防禦 in depth is essential. No single 緩解 fully addresses logit bias 利用. The most robust approach combines 輸入-side restrictions (bias range limits, 符元 protection), 輸出-side verification (post-sampling 安全 classifiers), and 監控 (anomaly 偵測, rate limiting). Each layer catches attacks that slip through other layers.
Logit probing reveals more than intended. Even if an API provider prevents direct 安全 bypass through logit bias, the ability to systematically probe 模型's response to bias variations leaks information about 模型's internal 安全 boundaries. This information has standalone value for crafting other attacks. Providers should 考慮 whether logit bias access is necessary for their use case and disable it by default.
The logprobs endpoint compounds the risk.

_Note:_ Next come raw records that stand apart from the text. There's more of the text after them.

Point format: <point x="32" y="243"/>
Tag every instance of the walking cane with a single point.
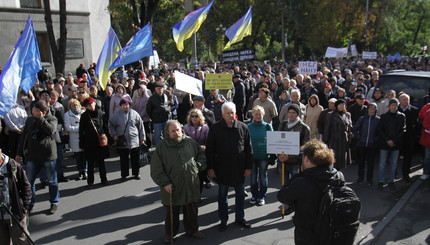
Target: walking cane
<point x="283" y="182"/>
<point x="171" y="218"/>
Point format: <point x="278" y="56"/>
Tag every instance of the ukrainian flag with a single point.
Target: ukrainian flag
<point x="189" y="25"/>
<point x="107" y="57"/>
<point x="240" y="29"/>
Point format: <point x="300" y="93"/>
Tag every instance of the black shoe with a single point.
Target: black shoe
<point x="222" y="226"/>
<point x="243" y="223"/>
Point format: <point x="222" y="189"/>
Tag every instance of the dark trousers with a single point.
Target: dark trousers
<point x="366" y="157"/>
<point x="125" y="155"/>
<point x="190" y="211"/>
<point x="94" y="161"/>
<point x="407" y="153"/>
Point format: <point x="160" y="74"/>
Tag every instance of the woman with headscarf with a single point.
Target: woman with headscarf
<point x="337" y="133"/>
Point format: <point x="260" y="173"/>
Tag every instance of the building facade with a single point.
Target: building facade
<point x="87" y="25"/>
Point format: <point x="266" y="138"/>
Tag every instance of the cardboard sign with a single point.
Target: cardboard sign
<point x="308" y="67"/>
<point x="218" y="81"/>
<point x="279" y="142"/>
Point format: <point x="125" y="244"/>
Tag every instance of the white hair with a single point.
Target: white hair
<point x="228" y="105"/>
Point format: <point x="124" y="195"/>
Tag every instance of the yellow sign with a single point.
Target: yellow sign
<point x="218" y="81"/>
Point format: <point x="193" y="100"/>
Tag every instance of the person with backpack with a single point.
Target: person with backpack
<point x="326" y="211"/>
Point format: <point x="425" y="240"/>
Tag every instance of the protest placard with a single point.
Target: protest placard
<point x="279" y="142"/>
<point x="218" y="81"/>
<point x="188" y="84"/>
<point x="308" y="67"/>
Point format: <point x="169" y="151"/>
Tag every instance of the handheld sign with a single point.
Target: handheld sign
<point x="218" y="81"/>
<point x="282" y="142"/>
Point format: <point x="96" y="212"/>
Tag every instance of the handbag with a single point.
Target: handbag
<point x="102" y="138"/>
<point x="122" y="141"/>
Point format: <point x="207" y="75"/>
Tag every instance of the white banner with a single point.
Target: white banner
<point x="354" y="50"/>
<point x="188" y="84"/>
<point x="308" y="67"/>
<point x="336" y="52"/>
<point x="370" y="55"/>
<point x="286" y="142"/>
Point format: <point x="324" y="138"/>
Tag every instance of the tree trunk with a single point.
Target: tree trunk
<point x="58" y="52"/>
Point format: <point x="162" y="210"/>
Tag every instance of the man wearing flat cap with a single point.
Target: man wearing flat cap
<point x="199" y="103"/>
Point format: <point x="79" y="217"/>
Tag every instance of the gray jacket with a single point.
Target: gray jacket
<point x="129" y="122"/>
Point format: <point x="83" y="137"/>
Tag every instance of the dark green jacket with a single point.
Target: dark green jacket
<point x="179" y="164"/>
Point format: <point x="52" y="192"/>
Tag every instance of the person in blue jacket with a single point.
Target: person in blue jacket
<point x="259" y="180"/>
<point x="365" y="130"/>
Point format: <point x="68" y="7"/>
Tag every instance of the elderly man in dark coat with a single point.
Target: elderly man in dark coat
<point x="229" y="156"/>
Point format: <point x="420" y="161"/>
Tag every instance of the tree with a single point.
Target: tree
<point x="58" y="51"/>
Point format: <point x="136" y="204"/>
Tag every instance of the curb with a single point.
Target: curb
<point x="370" y="237"/>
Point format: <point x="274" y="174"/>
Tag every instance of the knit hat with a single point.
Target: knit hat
<point x="124" y="101"/>
<point x="294" y="107"/>
<point x="393" y="100"/>
<point x="338" y="102"/>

When logit bias is combined with the logprobs parameter (which returns the log-probabilities of top candidate 符元), 攻擊者 gains even more precise information about 模型's distribution. The combination of logit bias to perturb the distribution and logprobs to observe the results creates a powerful oracle for probing model internals.
參考文獻
- Wei et al., "Jailbroken: How Does LLM 安全 Training Fail?" (NeurIPS 2023) — Taxonomy of 安全 訓練 failure modes including parameter-level attacks
- Zou et al., "Universal and Transferable 對抗性 攻擊 on Aligned Language Models" (2023) — GCG attack demonstrating 符元-level 安全 bypass
- OpenAI, "API Reference: Chat Completions" — Documentation of logit_bias parameter and its behavior
Why is logit bias 利用 fundamentally different from 提示詞注入 attacks?